Psychology 20 Questionnaire

Question from :
I’m currently taking Psychology 20 in school and would like to ask you a few questions about atheism for a project on spirituality if you have the time. The questions are:

1. How does your faith or understanding of the world shape your worldview?
2. How do you justify your actions (good and bad) for your belief system?
3.What gives you meaning and purpose?
4.What are ways you express yourself and why?
5. How do you view the idea of the soul and/or the afterlife?

Hoping for a quick response and thank you for taking the time to answer.

Answer by SmartLX:
Not my quickest response ever, but not bad. Here we go.

1. My view of the world is that it’s shaped and influenced by natural forces, which are powerful but undirected and certainly not worth pleading with. I’m acutely aware that many do not feel this way, so I see what appears to be a great deal of effort wasted because it’s spent trying to please gods that I don’t think are there.

2. I care for myself, and as a social animal I care for the people around me. My awareness of the world beyond my immediate surroundings extends that expression of care to all the people of the world, generally speaking. I justify my actions in terms of the benefit and harm they do to myself and other people, not necessarily in that order, with a view to maximising benefit and minimising harm. The exact meanings of those two quantities I often re-evaluate based on the situation, so that I’m not thinking in a way that doesn’t apply to the circumstances at hand.

3. I choose what my purposes are. From personal achievements to the welfare of selected others (that is, not all purposes are selfish), I devote myself to realising those things I want to bring to fruition. This gives my life meaning to me, and to many others, though not to everyone. This is enough, because whether my life matters to all strangers is not something I worry about.

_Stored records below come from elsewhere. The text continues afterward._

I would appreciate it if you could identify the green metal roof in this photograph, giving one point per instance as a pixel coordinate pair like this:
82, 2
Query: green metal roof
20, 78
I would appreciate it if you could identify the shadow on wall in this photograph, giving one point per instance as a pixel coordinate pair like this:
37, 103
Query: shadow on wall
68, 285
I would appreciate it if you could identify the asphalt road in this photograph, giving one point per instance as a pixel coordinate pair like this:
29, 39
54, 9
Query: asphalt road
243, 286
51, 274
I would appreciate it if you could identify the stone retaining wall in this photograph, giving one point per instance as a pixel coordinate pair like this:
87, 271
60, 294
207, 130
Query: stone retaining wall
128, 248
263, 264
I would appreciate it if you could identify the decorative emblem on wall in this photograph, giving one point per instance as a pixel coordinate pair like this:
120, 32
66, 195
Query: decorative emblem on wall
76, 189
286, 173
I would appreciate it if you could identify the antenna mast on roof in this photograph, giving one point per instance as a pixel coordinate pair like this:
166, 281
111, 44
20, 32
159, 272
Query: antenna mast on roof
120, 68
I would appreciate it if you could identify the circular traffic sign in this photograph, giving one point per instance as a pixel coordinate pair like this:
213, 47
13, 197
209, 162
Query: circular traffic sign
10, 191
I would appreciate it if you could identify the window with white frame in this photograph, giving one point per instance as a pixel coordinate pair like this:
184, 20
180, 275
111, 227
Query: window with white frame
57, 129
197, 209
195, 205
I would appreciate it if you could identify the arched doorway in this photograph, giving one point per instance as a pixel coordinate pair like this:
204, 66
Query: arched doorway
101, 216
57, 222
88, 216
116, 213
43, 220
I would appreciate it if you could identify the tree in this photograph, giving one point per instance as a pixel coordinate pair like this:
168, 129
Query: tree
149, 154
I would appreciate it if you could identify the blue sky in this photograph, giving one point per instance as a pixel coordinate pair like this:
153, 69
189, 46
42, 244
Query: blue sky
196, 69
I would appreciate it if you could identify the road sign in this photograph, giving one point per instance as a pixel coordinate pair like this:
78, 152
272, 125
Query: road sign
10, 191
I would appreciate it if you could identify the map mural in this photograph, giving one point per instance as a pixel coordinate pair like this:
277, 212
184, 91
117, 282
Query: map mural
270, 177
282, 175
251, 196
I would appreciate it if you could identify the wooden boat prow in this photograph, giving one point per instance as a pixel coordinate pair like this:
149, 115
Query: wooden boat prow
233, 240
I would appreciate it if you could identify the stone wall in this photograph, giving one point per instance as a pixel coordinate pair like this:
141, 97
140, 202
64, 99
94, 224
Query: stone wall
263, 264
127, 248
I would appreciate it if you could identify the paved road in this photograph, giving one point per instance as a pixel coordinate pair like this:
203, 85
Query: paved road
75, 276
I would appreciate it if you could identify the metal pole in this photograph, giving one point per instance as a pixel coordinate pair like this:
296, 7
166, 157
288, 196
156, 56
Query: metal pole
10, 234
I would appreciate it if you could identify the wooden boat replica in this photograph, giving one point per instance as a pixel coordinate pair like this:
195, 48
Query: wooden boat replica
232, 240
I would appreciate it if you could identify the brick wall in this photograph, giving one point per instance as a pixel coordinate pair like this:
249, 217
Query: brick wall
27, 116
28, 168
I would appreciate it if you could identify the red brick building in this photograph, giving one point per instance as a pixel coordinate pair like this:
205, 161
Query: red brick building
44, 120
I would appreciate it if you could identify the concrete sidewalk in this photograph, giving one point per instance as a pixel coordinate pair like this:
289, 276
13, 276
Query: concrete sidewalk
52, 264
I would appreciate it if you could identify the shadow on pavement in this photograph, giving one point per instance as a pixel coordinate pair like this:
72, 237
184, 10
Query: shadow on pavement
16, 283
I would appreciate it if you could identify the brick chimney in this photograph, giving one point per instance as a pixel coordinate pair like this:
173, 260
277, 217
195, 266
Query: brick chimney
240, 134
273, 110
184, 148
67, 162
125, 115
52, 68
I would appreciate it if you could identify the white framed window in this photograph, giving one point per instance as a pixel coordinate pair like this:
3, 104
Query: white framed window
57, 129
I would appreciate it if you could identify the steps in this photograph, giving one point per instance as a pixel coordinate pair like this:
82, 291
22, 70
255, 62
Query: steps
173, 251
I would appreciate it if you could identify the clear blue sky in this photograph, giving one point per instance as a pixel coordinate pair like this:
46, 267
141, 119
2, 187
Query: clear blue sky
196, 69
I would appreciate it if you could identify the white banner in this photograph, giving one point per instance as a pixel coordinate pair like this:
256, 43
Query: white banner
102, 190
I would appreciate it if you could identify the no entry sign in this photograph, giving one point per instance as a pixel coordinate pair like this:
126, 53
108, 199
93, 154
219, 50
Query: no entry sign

4. I speak, I write, I sing, I draw, I work, I dance, I play, I struggle, I love. I do these things because I can.

5. The soul does not appear to exist, because identity and consciousness are products of the brain and are damaged or destroyed when the brain is. After the death of the brain there is nothing left of a person to experience any kind of afterlife.

Atheism is a…what?

Question from Kristen:
What is Atheism?

Answer by SmartLX:
Years ago, site founder Jake did a great job answering the question, “What is an atheist?” He defined the word very simply, and dispelled some myths about atheism which even now are depressingly prevalent. In an effort to be complementary instead of redundant, I will instead discuss what atheism actually is, in other words, how it can be categorised.

Is atheism a religion? No. The basic definitions of the word “religion” have in common the existence of a set of beliefs, usually in something unknown and supernatural, and atheism as defined by most atheists is a lack of belief in any such thing. (Since I’ve just referenced dictionary.com, I should address the definitions of “atheism” there: the first one, an actual belief that there is no god, is known as strong atheism, and is not a very common position. The second definition is better.)

Some theists nevertheless accuse atheists of being religious, for example about evolution or an as-yet-undetermined natural cause for the universe. Evolution is easy to accept with confidence, rather than belief, because it supplies plentiful evidence. A natural universe-starter cannot inspire positive belief unless you take a guess at what it actually was, and stick to that guess to the exclusion of all other possibilities. Few people do this for anything but a god.

Is atheism a worldview? Hardly, because it only takes a position on one thing. If there are no gods in the world, that doesn’t tell us much at all about the world, especially given that theology regularly defends gods by explaining why the world usually looks as if there are none.

Is atheism a philosophy? No, for much the same reason it isn’t a worldview. The absence of gods is not very informative with respect to logic, morals and so on. Atheists look to other sources for these, not to some god-shaped hole in the world.

If it’s none of these, then what is atheism, finally? It’s a position one can take, at least. I had a go at nailing down the specific position here. More directly, though, it’s a rejection of a position, namely the theist position that there is good reason to believe in a Creator or other deity. Atheists think there’s no good reason.

So if that’s all atheism is, why is it so important to proclaim and to encourage? Because the alternative position locks people into rigid religions, worldviews and philosophies with little or no evidential support behind them, which may or may not even apply to modern people’s lives. Once one is free of theism, one may draw upon the sum recorded total of human wisdom (the only kind we know there is) to formulate one’s own approach to life, and accept the world more as it really is. I am confident that we’d all be happier this way. True persuasion, not coercion, is the only way to get people there.